The authors noted that “Student contacts of confirmed COVID-19 cases were quarantined and offered RT-PCR testing at day 3 (to exclude students who might have been infected at the same time as the confirmed case) and at day 9; testing was sometimes delayed to days 10 to 14. Asymptomatic students who tested negative on days 9 to 14 could return to school on the day following their negative test. If no testing was administered, a 14-day quarantine was required.”
From August to the end of November 2020, in a county with a test positivity rate of 4.9%, there were 495 suspected student cases tested and of those, 51.9% were positive for SARS-CoV-2. From these cases, 2189 contacts were identified and quarantined, of whom 134 (6.1%) were tested on day 3, then 839 on days 9-14. The authors found that “Of the 839 student contacts tested on days 9 to 14, 40 (4.8%) were positive for SARS-CoV-2 infection. Of the 388 student contacts in high school who were tested, 32 (8.2%) were positive for SARS-CoV-2 infection on days 9 to 14 compared with 8 (1.8%) of 451 student contacts in elementary and middle school who tested positive (P < .001).”

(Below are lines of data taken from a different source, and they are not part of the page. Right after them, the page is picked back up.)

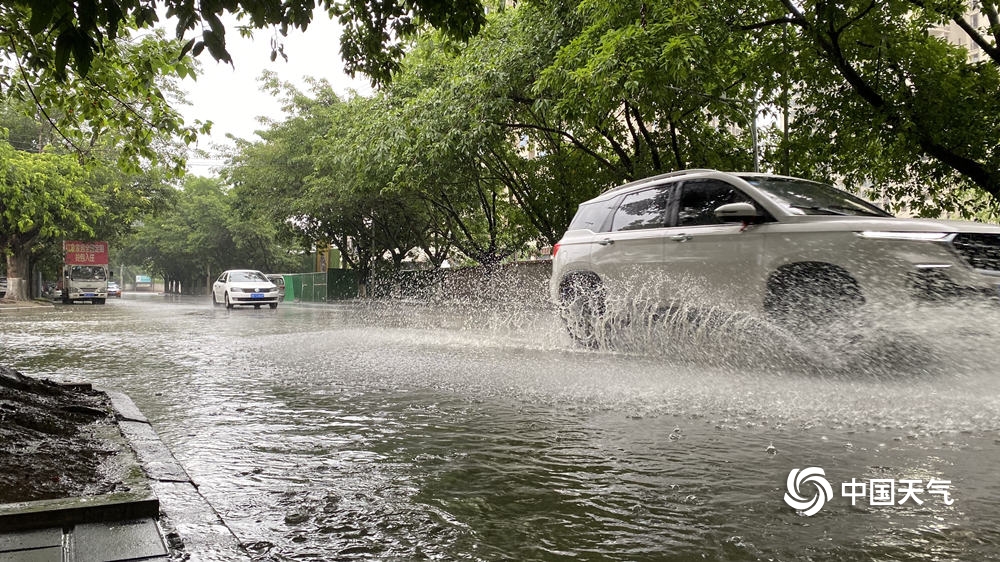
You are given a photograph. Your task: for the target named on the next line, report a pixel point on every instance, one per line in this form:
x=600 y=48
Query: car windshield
x=246 y=277
x=811 y=198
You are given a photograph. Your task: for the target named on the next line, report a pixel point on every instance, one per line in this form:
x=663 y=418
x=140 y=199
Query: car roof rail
x=660 y=177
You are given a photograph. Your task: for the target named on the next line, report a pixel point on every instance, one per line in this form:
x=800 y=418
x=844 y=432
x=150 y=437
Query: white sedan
x=244 y=287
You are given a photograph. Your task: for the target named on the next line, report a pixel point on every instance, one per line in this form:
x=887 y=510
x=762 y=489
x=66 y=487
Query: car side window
x=642 y=209
x=700 y=198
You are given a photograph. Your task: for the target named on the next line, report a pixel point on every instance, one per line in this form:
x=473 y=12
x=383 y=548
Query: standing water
x=411 y=432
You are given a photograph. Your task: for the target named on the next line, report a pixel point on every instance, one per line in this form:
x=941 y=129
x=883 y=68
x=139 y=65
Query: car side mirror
x=737 y=212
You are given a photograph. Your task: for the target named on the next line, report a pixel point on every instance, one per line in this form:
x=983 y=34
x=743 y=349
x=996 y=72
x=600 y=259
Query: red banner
x=85 y=253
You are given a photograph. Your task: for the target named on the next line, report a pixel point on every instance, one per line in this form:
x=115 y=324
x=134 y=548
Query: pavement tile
x=205 y=535
x=31 y=539
x=124 y=406
x=50 y=554
x=155 y=457
x=119 y=540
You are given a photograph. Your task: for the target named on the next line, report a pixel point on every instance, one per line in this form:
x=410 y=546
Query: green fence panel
x=341 y=284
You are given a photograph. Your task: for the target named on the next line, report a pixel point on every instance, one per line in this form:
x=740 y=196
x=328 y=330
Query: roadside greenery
x=196 y=237
x=484 y=136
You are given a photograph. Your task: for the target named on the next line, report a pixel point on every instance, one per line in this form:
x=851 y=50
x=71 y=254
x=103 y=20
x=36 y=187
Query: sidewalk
x=162 y=517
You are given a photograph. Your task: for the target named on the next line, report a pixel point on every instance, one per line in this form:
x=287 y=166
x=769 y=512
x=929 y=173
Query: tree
x=43 y=196
x=879 y=98
x=82 y=30
x=199 y=234
x=121 y=108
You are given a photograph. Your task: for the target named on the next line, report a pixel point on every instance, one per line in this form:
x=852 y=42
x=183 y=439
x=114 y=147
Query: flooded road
x=410 y=432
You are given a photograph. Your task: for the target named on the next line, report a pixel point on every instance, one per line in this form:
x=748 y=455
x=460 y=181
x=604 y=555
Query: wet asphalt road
x=402 y=431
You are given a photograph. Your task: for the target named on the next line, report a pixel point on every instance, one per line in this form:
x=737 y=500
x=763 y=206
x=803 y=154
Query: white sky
x=230 y=96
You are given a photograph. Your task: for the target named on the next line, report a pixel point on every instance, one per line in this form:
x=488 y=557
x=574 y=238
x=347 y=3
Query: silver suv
x=795 y=250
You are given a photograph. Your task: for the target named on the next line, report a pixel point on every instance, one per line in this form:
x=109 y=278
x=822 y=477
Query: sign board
x=85 y=253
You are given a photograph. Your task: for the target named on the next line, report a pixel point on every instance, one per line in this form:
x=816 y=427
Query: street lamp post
x=751 y=118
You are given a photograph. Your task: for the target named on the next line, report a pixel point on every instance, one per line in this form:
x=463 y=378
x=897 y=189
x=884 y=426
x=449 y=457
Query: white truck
x=85 y=272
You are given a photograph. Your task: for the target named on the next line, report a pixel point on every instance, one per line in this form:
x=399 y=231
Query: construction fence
x=527 y=280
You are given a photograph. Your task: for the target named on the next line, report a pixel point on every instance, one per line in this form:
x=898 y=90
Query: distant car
x=244 y=287
x=279 y=280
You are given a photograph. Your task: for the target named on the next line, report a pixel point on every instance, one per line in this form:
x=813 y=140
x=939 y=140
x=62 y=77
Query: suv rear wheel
x=582 y=308
x=811 y=295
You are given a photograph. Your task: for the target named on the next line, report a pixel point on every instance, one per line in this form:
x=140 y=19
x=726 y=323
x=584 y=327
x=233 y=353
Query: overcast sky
x=230 y=96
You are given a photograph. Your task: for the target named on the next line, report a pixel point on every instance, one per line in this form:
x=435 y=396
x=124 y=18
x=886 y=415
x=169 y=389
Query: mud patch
x=50 y=444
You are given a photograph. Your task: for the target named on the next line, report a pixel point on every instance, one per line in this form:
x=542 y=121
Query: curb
x=191 y=526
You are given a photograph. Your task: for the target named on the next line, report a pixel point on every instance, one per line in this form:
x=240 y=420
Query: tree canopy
x=60 y=35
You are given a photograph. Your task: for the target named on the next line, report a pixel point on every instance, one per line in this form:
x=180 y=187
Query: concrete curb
x=190 y=524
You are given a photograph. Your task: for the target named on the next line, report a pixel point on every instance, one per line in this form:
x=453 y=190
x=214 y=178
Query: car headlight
x=915 y=236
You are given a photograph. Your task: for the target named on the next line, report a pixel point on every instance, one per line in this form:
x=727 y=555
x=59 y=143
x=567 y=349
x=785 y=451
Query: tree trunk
x=18 y=275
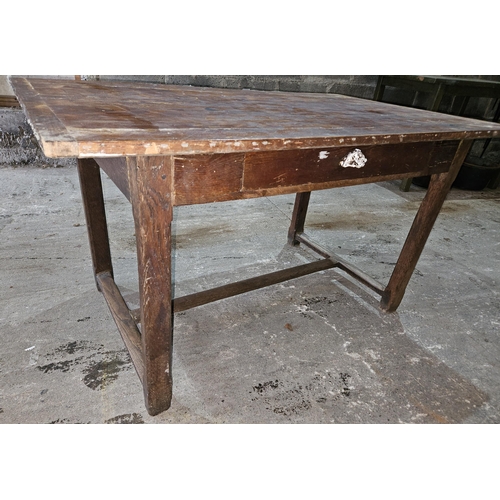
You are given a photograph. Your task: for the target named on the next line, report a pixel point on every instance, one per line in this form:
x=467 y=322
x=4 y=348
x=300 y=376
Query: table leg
x=437 y=191
x=298 y=217
x=95 y=215
x=150 y=183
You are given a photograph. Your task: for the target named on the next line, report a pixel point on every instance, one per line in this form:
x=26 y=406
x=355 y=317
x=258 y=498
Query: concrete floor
x=313 y=350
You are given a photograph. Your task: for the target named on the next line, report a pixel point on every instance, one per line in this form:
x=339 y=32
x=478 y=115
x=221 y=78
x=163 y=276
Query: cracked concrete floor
x=312 y=350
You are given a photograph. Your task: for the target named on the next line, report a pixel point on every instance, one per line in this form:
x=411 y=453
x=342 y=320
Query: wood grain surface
x=95 y=119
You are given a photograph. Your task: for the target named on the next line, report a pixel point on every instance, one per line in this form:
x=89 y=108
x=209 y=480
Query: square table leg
x=430 y=207
x=150 y=182
x=422 y=225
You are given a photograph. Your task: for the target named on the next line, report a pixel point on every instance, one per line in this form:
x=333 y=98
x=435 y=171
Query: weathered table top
x=98 y=119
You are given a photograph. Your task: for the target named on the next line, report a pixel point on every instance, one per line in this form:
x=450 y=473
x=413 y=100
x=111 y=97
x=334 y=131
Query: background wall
x=18 y=146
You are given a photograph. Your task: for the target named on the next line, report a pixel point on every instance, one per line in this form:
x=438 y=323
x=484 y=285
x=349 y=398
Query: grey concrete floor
x=313 y=350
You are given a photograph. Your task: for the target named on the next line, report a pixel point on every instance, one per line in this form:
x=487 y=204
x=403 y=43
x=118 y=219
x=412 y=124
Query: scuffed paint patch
x=355 y=159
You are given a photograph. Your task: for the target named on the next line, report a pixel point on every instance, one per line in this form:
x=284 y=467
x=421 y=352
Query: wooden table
x=166 y=146
x=438 y=87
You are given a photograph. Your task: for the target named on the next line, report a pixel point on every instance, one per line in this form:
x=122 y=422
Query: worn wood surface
x=422 y=225
x=92 y=119
x=124 y=320
x=150 y=187
x=95 y=215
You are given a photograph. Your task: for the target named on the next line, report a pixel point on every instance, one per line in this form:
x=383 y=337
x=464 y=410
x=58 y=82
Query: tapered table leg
x=95 y=215
x=150 y=193
x=298 y=216
x=437 y=191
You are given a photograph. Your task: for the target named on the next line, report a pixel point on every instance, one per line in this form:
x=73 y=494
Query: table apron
x=211 y=178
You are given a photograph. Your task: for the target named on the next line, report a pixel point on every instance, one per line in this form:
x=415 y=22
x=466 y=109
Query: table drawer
x=274 y=169
x=221 y=177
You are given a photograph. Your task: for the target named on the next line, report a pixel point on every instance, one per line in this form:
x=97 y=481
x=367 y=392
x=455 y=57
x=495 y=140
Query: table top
x=99 y=119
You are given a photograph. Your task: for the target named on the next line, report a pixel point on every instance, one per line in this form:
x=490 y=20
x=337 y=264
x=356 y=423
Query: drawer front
x=276 y=169
x=222 y=177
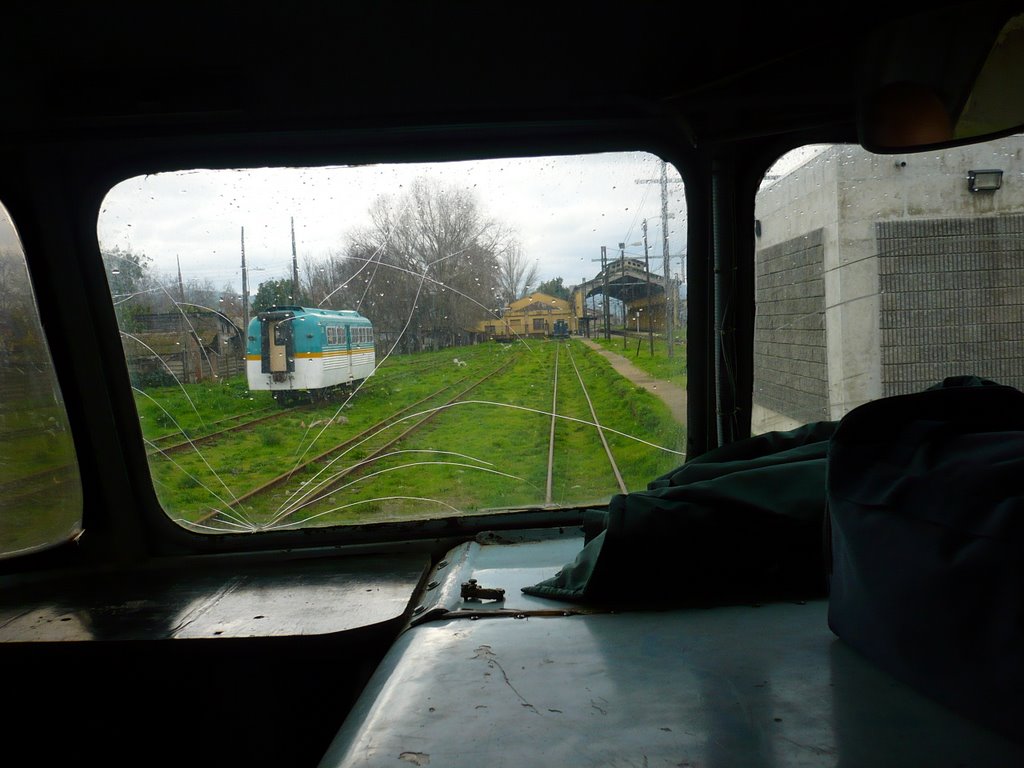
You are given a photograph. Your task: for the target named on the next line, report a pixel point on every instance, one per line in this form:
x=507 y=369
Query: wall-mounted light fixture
x=987 y=180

Of those 799 students who had a negative test result on days 9-14, only 1 became symptomatic after returning to school (and tested positive for SARS-CoV-2 on day 14 after testing negative on day 9). Genomic sequencing found that this student’s virus was distinct from that of the student who they were exposed to, meaning that it’s possible an exposure occurred while during quarantine.
The authors emphasized that the testing on day 9 was an effective strategy as it identified 8.2% of high school contacts who would have returned to school with a SARS-CoV-2 infection.
Overall, this sheds light on the importance of testing during quarantine if a shortened period is to be utilized, but also is limited in that it only offered testing and was also dependent upon symptoms. More surveillance screening during these quarantine periods would be beneficial to identify more common quarantine periods, especially in younger children as the transmission dynamics in older children are more similar to adults.